作者
Shaojie Qiao,Nan Han,Jiangtao Huang,Yuzhong Peng,Hongguo Cai,Xiao Qin,Zhengyi Lei
摘要
The ride-hailing behaviors of customers are often impacted by various factors including time, geographic distance between locations and weather conditions, causing imbalance between the supply and demand of on-demand ride-hailing dispatch. An effective on-demand ride-hailing dispatching management approach can dispatch idle vehicles and utilize traffic resources more reasonably, increase drivers' income, and improve customers' satisfaction and experience. In order to overcome the disadvantages in on-demand ride-hailing systems, we propose a three-in-one multi-agent reinforcement learning based online algorithm for ride-hailing demand prediction, called ERPM, which can achieve intelligent prediction in an effective and efficient fashion. ERPM tackles the problem that the training phase of traditional reinforcement learning models is difficult to converge due to the high dimensions of input and output data after partitioning the areas that provide platform services into grids, and uses the Actor–Critic strategy to perform on-demand ride-hailing dispatching actions, which are evaluated and optimized to intelligently predict the demand of ride-hailing in the grid areas. In addition, ERPM achieves intelligent parameter update by applying newly designed loss function, learning rate and optimization algorithm, and design an accurate on-demand ride-hailing prediction algorithm on the basis of maximizing the GMV (gross merchandise volume), i.e., the revenues of all on-demand ride-hailing orders served. Compared with traditional machine learning models, the proposed ERPM model is proved to be capable of capturing more complex features of supply and demand from the high dimensions to obtain higher prediction accuracy.
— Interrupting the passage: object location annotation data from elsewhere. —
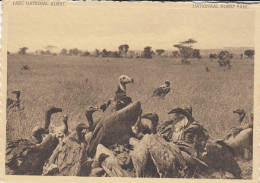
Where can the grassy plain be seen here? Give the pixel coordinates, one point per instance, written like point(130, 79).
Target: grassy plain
point(73, 83)
point(61, 81)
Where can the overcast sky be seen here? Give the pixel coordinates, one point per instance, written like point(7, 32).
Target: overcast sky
point(90, 27)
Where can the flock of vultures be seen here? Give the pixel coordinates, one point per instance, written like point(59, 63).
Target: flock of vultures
point(127, 142)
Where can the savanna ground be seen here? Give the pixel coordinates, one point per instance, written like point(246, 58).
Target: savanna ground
point(73, 83)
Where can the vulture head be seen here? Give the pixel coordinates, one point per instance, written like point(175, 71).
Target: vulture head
point(183, 112)
point(151, 116)
point(18, 94)
point(241, 113)
point(123, 80)
point(91, 110)
point(38, 132)
point(48, 114)
point(81, 130)
point(167, 83)
point(188, 109)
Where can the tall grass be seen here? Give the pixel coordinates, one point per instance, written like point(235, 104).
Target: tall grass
point(61, 82)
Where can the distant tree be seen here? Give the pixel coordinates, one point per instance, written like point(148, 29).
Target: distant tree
point(104, 53)
point(160, 52)
point(213, 56)
point(64, 51)
point(85, 54)
point(224, 59)
point(186, 51)
point(147, 52)
point(22, 51)
point(249, 53)
point(97, 52)
point(175, 54)
point(196, 53)
point(123, 49)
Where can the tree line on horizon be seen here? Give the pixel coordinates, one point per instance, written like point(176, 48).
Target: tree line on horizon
point(185, 52)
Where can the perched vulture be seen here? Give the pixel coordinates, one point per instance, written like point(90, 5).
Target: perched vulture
point(62, 131)
point(68, 157)
point(27, 156)
point(110, 163)
point(114, 126)
point(89, 114)
point(14, 103)
point(240, 140)
point(146, 124)
point(120, 98)
point(162, 91)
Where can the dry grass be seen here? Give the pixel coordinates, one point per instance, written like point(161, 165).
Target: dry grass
point(61, 81)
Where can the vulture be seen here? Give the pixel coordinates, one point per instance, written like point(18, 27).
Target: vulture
point(27, 156)
point(89, 114)
point(155, 157)
point(241, 141)
point(173, 129)
point(14, 103)
point(63, 130)
point(147, 124)
point(68, 157)
point(162, 91)
point(120, 98)
point(114, 126)
point(110, 163)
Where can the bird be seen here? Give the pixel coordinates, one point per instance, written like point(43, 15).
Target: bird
point(89, 114)
point(27, 156)
point(120, 97)
point(63, 130)
point(146, 125)
point(162, 91)
point(114, 127)
point(69, 155)
point(14, 103)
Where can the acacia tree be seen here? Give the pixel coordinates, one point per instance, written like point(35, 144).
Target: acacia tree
point(22, 51)
point(123, 49)
point(147, 52)
point(249, 53)
point(160, 52)
point(64, 51)
point(186, 50)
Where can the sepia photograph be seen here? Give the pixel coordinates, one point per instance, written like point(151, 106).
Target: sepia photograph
point(137, 90)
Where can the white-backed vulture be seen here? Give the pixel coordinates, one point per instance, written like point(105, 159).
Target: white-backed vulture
point(68, 157)
point(27, 156)
point(162, 91)
point(89, 115)
point(147, 124)
point(14, 103)
point(120, 98)
point(114, 126)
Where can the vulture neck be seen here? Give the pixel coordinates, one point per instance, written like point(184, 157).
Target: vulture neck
point(47, 119)
point(122, 86)
point(90, 119)
point(65, 127)
point(241, 117)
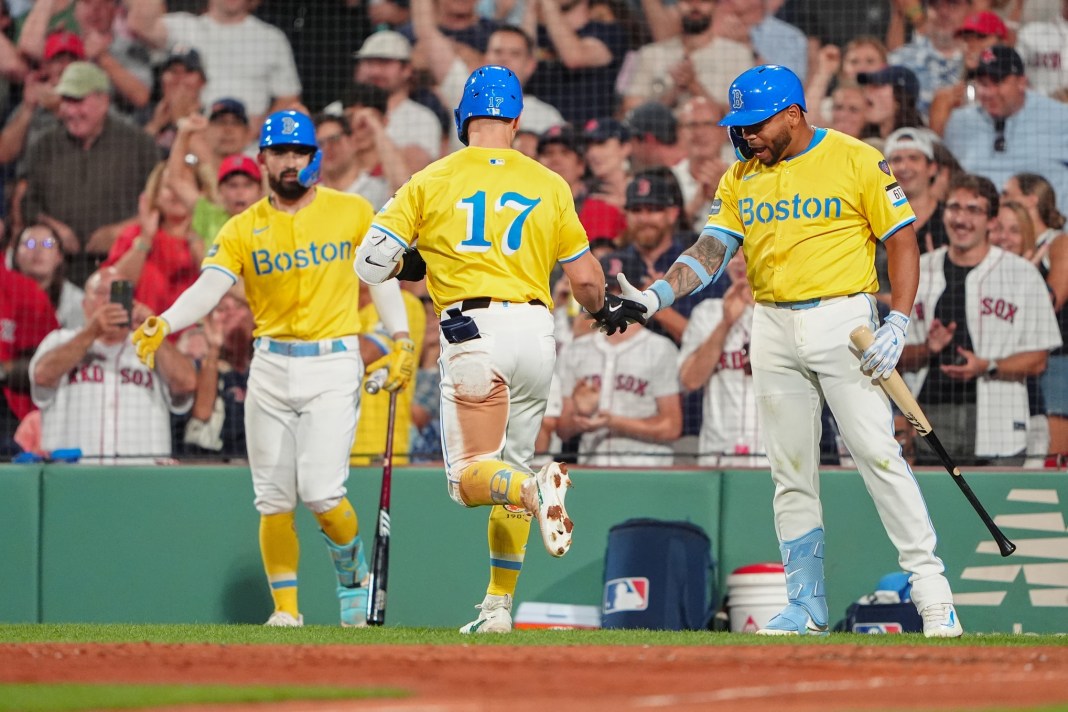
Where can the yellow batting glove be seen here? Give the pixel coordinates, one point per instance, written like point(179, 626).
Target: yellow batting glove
point(148, 337)
point(401, 363)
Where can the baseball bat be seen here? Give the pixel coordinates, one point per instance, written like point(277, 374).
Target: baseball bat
point(380, 554)
point(895, 388)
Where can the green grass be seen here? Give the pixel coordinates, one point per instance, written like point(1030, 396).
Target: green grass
point(219, 634)
point(65, 697)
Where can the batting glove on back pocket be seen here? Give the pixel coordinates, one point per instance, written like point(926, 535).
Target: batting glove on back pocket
point(885, 350)
point(617, 314)
point(399, 362)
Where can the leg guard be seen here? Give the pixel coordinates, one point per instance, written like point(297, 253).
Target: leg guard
point(351, 568)
point(806, 613)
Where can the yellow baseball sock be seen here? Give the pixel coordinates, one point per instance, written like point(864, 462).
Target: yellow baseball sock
point(491, 481)
point(340, 524)
point(507, 532)
point(281, 553)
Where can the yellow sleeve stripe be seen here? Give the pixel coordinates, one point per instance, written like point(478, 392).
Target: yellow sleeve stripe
point(898, 226)
point(391, 234)
point(221, 269)
point(576, 255)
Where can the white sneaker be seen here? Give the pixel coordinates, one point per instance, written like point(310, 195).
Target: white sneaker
point(941, 621)
point(495, 616)
point(544, 497)
point(283, 619)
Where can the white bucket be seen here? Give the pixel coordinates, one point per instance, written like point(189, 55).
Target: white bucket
point(755, 595)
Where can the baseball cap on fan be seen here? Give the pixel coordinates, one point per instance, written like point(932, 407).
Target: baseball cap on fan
point(188, 58)
point(599, 130)
point(80, 79)
point(563, 135)
point(63, 42)
point(624, 262)
point(229, 106)
point(649, 190)
point(656, 120)
point(385, 45)
point(999, 62)
point(985, 25)
point(915, 139)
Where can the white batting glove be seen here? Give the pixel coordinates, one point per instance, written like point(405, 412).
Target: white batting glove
point(646, 298)
point(882, 356)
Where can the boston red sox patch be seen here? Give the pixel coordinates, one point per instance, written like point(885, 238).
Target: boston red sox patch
point(896, 194)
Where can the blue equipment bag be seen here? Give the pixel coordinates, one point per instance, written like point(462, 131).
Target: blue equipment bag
point(658, 575)
point(889, 610)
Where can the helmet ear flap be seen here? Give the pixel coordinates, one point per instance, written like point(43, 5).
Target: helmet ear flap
point(310, 174)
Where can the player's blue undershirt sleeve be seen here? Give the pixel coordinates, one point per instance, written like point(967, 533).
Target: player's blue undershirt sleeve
point(731, 241)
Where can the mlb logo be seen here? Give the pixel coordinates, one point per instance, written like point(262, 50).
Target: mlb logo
point(629, 594)
point(878, 629)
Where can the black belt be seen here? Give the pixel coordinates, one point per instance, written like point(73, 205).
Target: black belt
point(483, 302)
Empirical studies are performed on the real Didi Chuxing data, by evaluating the results from extensive experiments, it can be observed that ERPM achieves the highest accuracy of demand prediction on daily GMV and a higher order response rate than the commonly-used famous methods, i.e., for GMV, ERPM outperforms DQN by 9.7% and the Naive model by 14.8%, for the order response rate of ERPM is 1.4% and 4.1% higher than that of DQN and Naive, MAPE (Mean Absolute Percentage Error) of DQN and Naive is 1.61 and 5.94 times higher than that of ERPM, and R2 of ERPM is improved by 8.70% and 64.8% when compared to that of DQN and Naive, respectively.